FPIs infuse Rs 1.22 trillion in securities: Centre

Investments in Indian securities (equity and debt) made by foreign institutional investors (FIIs)/FPIs in 2013 was Rs 62,288 crore, Minister of State for Finance Nirmala Sitharaman said in a written reply in the Lok Sabha. FIIs had invested over Rs 1.63 lakh crore in 2012 and Rs 39,353 crore in 2011.

She said the government, in consultation with RBI and Sebi, has made concerted efforts to encourage capital inflows, which include enhancement of FII debt limit from time to time, replacement of existing FII scheme with FPI scheme with effect from June 1.

FPIs encompasses all FIIs, their sub-accounts and qualified foreign investors (QFI) under a new regime that comes into force on 1 June. The new regime divides FPIs into three categories as per their risk profile and the KYC (know your client) requirements and other registration procedures would be simpler.

She said the prevailing financial market conditions and anticipated future returns of the proposed investment and liquidity as well as volatility in markets are among the factors that influence FII/FPI investment decisions.

Meanwhile, equity benchmarks Sensex and Nifty hit new life-time highs on Friday but retreated on profit-booking in bluechips, including ICICI Bank, Wipro and Tata Motors, to log their first drop in nine sessions.

The BSE Sensex ended down 145.10 points, or 0.55 per cent, to end at 26,126.75 after surging to 26,300.17 intra day. On Thursday, the 30-share bluechip benchmark had ended at its all-time closing high of 26,271.85 and had also hit intra-day high of 26,292.66.

The NSE Nifty in early trade hit record 7,840.9 but ended below the key 7,800-mark to close at 7,790.45, down 40.15 points or 0.51 per cent. Its previous all-time high of 7,835.65 was hit on Thursday.

Marked losses in counters like RIL, SBI, HDFC Bank and Infosys also weighed on the market sentiment.

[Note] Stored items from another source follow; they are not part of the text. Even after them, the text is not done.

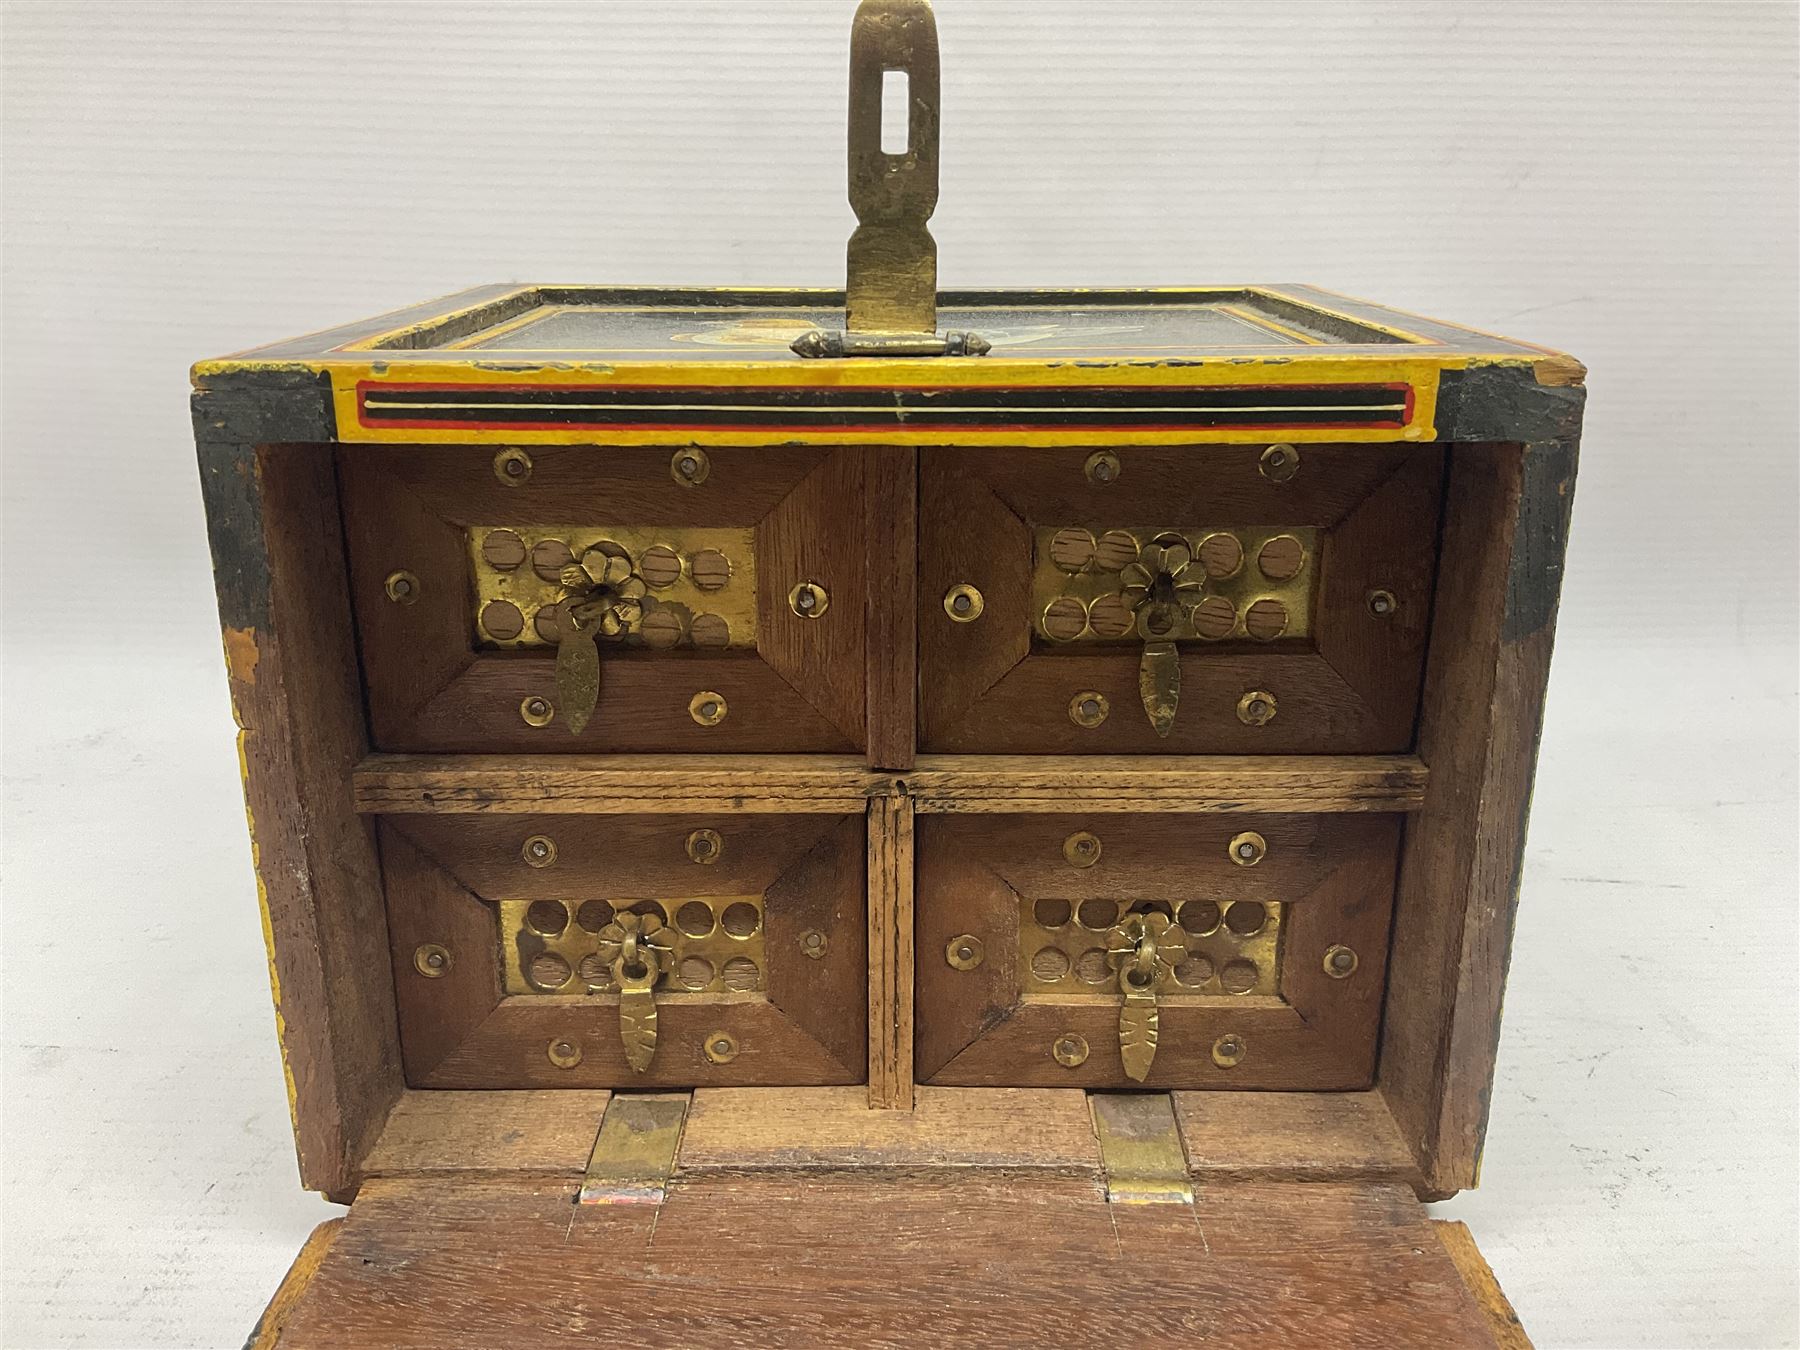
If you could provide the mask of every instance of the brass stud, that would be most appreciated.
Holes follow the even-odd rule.
[[[702,689],[688,700],[688,716],[703,727],[716,727],[725,720],[725,696]]]
[[[944,945],[944,959],[957,970],[973,970],[987,959],[987,948],[973,933],[963,933]]]
[[[1070,867],[1092,867],[1100,861],[1100,840],[1086,830],[1077,830],[1063,840],[1063,857]]]
[[[547,727],[550,719],[556,716],[556,705],[542,694],[532,694],[519,703],[519,716],[526,724],[534,727]]]
[[[1275,695],[1267,689],[1252,689],[1238,700],[1238,721],[1247,727],[1264,727],[1275,720]]]
[[[788,608],[803,619],[816,619],[831,608],[831,595],[816,581],[803,581],[788,592]]]
[[[1368,604],[1369,613],[1378,619],[1385,619],[1400,608],[1400,602],[1394,598],[1392,591],[1370,591]]]
[[[413,969],[428,980],[441,980],[450,973],[450,949],[435,942],[422,942],[413,952]]]
[[[508,446],[494,456],[494,477],[508,487],[518,487],[531,477],[531,456],[517,446]]]
[[[556,861],[556,841],[547,834],[534,834],[519,846],[519,856],[529,867],[548,867]]]
[[[729,1031],[709,1031],[706,1035],[706,1057],[714,1064],[729,1064],[738,1057],[737,1037]]]
[[[1087,457],[1081,471],[1095,487],[1107,487],[1119,481],[1119,457],[1110,450],[1096,450]]]
[[[1073,1031],[1065,1031],[1051,1042],[1050,1053],[1063,1068],[1080,1068],[1087,1063],[1087,1038],[1078,1036]]]
[[[581,1063],[581,1042],[573,1036],[558,1036],[550,1042],[544,1053],[557,1068],[572,1069]]]
[[[1225,850],[1239,867],[1255,867],[1269,851],[1269,841],[1255,830],[1245,830],[1231,837]]]
[[[825,959],[825,948],[830,944],[826,937],[816,928],[809,928],[800,935],[800,950],[815,961]]]
[[[1291,445],[1271,445],[1256,468],[1271,483],[1285,483],[1300,471],[1300,452]]]
[[[987,608],[981,592],[964,582],[944,592],[944,613],[955,623],[974,623]]]
[[[1217,1064],[1221,1069],[1236,1068],[1243,1061],[1244,1055],[1249,1048],[1249,1046],[1244,1044],[1244,1038],[1242,1036],[1238,1035],[1235,1031],[1228,1031],[1223,1036],[1219,1037],[1218,1040],[1213,1042],[1213,1063]]]
[[[699,487],[712,472],[712,460],[697,445],[677,450],[669,459],[669,476],[683,487]]]
[[[1356,953],[1333,943],[1325,949],[1325,973],[1334,980],[1347,980],[1356,973]]]
[[[1112,704],[1097,690],[1084,689],[1069,700],[1069,720],[1078,727],[1097,727],[1111,711]]]
[[[687,855],[702,867],[710,867],[725,852],[725,840],[717,830],[695,830],[687,837]]]
[[[390,572],[382,589],[396,605],[410,605],[419,598],[419,579],[411,572]]]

Selling was seen mostly across-the-board as 10 out of 12 BSE sectoral indices closed in the red while only shares from healthcare and FMCG segments logged gains on defensive buying.

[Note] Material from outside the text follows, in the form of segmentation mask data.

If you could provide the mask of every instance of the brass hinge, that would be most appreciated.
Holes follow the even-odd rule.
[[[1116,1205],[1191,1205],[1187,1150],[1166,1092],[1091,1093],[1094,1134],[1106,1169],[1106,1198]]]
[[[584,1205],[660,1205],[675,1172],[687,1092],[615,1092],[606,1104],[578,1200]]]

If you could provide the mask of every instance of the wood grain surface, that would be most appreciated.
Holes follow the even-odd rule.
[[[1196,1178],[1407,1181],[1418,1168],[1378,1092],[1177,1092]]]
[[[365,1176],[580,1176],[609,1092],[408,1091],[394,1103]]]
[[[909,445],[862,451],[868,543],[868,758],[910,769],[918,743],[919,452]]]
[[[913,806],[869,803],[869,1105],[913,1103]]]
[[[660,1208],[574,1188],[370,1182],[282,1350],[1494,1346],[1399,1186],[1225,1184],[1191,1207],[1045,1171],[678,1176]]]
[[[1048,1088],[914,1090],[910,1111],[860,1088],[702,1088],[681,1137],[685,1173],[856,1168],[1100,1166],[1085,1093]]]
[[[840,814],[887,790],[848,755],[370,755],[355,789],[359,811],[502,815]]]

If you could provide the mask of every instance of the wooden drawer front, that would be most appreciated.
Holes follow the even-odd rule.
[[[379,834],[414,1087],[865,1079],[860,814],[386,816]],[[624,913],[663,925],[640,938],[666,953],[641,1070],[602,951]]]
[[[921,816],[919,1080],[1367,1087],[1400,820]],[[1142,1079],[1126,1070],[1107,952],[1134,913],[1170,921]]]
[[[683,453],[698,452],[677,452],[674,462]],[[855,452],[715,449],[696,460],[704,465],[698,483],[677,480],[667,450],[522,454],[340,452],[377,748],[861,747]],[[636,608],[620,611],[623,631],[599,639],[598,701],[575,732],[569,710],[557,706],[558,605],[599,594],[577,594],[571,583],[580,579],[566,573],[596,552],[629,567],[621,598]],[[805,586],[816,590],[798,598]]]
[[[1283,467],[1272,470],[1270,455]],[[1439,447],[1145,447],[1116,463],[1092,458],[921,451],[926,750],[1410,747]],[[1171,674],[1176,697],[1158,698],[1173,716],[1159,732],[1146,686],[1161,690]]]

‘The Indian markets saw a day of decline after running up rapidly in the past few sessions,’ said Kiran Kumar Kavikondala, Director & CEO, WealthRays Securities.

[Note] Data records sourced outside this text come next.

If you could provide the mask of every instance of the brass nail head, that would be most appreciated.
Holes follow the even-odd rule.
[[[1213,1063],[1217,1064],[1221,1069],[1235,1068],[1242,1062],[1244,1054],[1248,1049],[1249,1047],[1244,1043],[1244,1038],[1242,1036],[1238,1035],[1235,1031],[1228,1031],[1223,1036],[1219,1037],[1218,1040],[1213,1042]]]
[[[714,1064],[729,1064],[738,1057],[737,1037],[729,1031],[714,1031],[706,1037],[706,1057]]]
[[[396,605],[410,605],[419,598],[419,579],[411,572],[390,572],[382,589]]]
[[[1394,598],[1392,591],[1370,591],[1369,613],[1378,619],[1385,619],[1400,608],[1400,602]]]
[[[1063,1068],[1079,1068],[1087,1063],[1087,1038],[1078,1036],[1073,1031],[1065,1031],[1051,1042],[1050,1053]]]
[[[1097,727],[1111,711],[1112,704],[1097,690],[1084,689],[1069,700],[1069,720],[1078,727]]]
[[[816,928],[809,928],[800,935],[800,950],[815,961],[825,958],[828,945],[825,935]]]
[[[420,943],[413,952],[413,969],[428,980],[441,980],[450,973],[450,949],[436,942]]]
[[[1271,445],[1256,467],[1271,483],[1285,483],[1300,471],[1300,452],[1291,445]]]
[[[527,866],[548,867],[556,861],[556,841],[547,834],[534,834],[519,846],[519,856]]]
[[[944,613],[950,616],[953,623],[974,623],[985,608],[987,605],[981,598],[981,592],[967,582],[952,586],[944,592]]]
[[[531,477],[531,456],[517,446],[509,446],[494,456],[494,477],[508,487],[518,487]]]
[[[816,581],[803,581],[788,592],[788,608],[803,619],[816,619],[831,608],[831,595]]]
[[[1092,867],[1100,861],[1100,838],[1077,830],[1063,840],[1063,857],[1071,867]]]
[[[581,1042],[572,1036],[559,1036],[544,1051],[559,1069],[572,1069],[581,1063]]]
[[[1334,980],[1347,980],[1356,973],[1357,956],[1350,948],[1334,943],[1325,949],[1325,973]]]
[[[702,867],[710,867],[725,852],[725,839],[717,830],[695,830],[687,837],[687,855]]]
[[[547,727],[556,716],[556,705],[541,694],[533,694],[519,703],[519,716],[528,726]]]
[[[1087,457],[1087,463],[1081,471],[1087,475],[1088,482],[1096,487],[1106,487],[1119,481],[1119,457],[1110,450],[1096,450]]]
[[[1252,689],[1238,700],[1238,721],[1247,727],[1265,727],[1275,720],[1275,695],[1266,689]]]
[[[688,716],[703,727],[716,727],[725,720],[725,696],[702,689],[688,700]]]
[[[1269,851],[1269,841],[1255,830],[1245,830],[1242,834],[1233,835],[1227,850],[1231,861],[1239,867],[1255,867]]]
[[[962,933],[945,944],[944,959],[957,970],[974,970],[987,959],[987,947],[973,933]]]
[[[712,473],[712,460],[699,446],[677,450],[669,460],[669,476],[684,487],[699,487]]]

The mood seems to be cautious ahead of the expiry of Indian derivatives contract on 31 July, traders said, adding that persisting fears about a spike in oil price on Middle East and Ukraine violence continues to spook investors. Both the indices had gained about 5 per cent in the previous eight sessions, their longest in recent times. The Sensex had gained 1,264.87 points while Nifty 376.45 points in this period as overseas money chased encouraging corporate earnings.

Receding fears about Monsoon, uptick in macroeconomic data and the government’s reform push also contributed to the stupendous rally, said market analysts. Foreign Portfolio Investors (FPIs) picked up shares worth a net Rs 161.55 crore on Thursday, as per provisional data from the stock exchanges.

For the week, Sensex rose 485 points and Nifty spiked 127 points. Jignesh Chaudhary, Head of Research, Veracity Broking Services said: ‘Indices lost their way and closed weak as the day progressed. Profit booking was seen.’

Jayant Manglik, President-retail distribution, Religare Securities said, weak global cues and continued unrest in the Middle East and Ukraine have dampened the sentiments of market participants. Also, lower than expected results from Wipro added to that negativity, he added.